All of this raises the question of explanation. The authors’ focus is largely on endogenous factors in the evolution of governance. Classic exogenous factors in public sector growth and evolution are surprisingly absent. There is little mention of war and depression as factors that have helped to propel governmental growth and institutional development, or the roles played by economic modernization and technological change in the evolution of the policy state. The authors’ focus on public policy’s role in shaping institutional evolution and change is welcome, but it would be more complete had they acknowledged and incorporated other causal variables.
In the end, where does the book take us? After elaborating on the institutional dysfunction of the policy state, the authors confess that “we offer no proposal to fix it.” But they do arrive at a conclusion, which could have organized and informed the entire volume. “The policy state is not a mistake, nor is it outside of the American tradition,” they write in their concluding pages. “It is, first and foremost, a solution, or a composite of solutions; it was an essential part of the American success story.” The problem, they claim, is that this solution has placed us in a tragic predicament.
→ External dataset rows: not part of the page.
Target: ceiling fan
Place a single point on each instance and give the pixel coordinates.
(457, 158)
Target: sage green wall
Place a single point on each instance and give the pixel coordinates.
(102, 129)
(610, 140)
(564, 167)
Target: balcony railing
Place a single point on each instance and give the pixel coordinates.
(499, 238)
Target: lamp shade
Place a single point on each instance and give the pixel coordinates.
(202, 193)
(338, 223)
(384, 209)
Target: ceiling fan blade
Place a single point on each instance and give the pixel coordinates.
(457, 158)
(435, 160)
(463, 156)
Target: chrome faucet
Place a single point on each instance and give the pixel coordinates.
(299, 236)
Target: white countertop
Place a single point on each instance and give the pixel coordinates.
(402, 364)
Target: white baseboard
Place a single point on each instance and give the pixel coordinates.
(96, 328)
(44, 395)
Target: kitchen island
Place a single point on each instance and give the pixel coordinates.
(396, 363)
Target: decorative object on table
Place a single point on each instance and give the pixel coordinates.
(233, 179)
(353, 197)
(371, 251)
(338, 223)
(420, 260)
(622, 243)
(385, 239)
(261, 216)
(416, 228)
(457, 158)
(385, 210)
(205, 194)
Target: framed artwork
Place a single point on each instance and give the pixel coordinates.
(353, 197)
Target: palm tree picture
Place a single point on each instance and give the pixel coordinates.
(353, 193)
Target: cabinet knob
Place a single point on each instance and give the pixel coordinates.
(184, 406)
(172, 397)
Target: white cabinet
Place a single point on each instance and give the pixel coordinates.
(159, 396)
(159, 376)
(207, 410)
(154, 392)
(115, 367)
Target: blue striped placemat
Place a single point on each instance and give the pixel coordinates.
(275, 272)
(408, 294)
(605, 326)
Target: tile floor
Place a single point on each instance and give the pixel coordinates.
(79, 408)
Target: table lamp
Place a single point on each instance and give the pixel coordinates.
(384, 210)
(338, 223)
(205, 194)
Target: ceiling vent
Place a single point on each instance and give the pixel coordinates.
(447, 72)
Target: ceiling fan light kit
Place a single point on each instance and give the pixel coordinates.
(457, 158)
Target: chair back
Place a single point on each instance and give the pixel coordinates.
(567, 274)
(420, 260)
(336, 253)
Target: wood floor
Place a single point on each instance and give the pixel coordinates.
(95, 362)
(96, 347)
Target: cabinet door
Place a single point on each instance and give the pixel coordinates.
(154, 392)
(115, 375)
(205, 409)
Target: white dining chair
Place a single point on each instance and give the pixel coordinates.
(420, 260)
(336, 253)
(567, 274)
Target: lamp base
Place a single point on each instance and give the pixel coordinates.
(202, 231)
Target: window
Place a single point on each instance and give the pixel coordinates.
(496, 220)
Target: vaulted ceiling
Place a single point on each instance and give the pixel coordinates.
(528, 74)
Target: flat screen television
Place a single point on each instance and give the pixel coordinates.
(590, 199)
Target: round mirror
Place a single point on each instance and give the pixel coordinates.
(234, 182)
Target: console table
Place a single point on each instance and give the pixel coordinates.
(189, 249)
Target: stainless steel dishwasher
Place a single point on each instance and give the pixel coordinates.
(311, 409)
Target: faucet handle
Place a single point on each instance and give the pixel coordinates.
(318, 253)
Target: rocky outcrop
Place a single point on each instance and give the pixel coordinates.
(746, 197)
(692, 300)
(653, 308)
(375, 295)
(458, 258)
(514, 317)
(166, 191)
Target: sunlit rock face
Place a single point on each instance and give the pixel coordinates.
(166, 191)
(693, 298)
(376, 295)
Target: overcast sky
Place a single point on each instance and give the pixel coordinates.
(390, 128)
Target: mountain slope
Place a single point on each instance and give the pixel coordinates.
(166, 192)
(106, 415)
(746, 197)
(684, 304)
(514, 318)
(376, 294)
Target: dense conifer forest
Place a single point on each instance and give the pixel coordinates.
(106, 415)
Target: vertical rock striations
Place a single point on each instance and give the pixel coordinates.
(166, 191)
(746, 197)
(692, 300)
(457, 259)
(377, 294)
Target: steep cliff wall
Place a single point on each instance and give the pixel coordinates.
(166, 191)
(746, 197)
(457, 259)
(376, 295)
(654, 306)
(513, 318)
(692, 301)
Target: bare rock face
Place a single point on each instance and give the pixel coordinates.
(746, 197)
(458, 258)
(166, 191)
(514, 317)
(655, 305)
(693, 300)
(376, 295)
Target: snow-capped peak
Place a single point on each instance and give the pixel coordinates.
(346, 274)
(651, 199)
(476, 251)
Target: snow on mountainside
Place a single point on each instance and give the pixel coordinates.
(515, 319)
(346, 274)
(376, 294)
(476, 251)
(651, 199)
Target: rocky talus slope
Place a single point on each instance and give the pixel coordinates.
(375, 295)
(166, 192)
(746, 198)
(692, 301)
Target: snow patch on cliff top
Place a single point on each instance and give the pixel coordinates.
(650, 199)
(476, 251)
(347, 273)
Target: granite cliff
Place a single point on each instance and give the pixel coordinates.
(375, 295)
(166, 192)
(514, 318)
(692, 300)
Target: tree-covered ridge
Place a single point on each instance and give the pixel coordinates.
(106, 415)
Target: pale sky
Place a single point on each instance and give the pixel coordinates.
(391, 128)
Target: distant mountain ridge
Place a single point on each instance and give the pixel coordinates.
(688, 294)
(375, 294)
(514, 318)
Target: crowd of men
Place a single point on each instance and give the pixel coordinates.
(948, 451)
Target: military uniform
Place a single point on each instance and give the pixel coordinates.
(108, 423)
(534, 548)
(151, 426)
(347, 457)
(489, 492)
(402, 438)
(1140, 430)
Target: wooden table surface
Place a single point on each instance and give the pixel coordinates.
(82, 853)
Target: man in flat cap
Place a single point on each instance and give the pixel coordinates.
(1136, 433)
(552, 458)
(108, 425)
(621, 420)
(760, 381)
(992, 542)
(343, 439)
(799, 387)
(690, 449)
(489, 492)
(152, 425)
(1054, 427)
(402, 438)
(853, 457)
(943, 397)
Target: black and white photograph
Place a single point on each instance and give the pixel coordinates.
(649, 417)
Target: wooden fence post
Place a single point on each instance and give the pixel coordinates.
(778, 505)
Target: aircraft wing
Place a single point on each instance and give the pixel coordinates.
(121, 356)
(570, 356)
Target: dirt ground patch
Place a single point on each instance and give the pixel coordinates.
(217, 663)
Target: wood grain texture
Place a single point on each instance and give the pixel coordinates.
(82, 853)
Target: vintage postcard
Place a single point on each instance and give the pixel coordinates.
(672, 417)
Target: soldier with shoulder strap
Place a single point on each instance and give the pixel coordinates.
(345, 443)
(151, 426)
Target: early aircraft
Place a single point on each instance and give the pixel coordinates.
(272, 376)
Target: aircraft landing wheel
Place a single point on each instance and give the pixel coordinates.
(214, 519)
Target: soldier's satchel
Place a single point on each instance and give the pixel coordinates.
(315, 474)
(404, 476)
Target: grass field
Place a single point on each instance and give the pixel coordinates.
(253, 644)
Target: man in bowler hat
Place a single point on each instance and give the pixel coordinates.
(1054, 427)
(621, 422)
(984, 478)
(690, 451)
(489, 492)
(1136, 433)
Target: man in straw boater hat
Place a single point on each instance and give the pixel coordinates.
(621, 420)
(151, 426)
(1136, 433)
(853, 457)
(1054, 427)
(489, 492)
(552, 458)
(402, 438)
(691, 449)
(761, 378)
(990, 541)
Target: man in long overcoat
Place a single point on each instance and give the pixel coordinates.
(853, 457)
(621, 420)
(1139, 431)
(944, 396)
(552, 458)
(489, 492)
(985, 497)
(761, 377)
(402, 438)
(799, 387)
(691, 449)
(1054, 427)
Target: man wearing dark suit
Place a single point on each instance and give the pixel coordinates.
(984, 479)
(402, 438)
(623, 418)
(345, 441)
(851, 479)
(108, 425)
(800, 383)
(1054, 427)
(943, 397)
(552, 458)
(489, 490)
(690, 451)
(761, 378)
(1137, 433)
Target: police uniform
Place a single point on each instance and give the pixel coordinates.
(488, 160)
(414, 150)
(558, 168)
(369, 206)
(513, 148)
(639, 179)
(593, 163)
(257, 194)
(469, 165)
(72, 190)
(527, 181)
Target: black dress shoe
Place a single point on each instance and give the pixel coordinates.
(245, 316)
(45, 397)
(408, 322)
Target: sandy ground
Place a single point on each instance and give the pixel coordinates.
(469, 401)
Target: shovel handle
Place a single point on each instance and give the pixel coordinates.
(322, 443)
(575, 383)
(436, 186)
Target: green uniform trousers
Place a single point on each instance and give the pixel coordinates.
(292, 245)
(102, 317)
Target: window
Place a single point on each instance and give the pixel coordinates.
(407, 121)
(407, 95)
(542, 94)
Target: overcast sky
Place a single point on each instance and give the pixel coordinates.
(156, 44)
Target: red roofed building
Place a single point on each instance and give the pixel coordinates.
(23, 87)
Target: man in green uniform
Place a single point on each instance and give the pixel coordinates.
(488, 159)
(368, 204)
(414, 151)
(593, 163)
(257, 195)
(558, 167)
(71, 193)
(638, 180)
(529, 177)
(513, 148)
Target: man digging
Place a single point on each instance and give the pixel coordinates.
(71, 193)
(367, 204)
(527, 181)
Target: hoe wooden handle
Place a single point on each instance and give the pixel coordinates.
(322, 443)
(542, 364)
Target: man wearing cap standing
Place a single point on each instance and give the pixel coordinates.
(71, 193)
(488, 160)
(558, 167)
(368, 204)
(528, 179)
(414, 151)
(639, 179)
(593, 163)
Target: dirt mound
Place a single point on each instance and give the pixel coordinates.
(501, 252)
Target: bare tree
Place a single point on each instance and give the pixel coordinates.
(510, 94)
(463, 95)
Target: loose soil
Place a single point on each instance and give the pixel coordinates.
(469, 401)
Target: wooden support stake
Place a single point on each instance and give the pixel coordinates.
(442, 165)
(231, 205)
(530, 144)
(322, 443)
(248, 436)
For all of its successes, the policy state has undermined its own legitimacy, creating a “crisis of authority that has been building for decades.” Neither the right nor the left has the answer to this predicament. Conservatives yearning for a return to “first principles” and minimal government ignore the activist impulses and nationalist intentions of the Constitution and the inequality and incapacity of the traditional regime. Liberals’ confidence in the underpinnings of the progressive state—science, education, and neutral competence—is no longer universally shared. The tragedy of the policy state requires us to recognize its successes and benefits as well as its dysfunctions.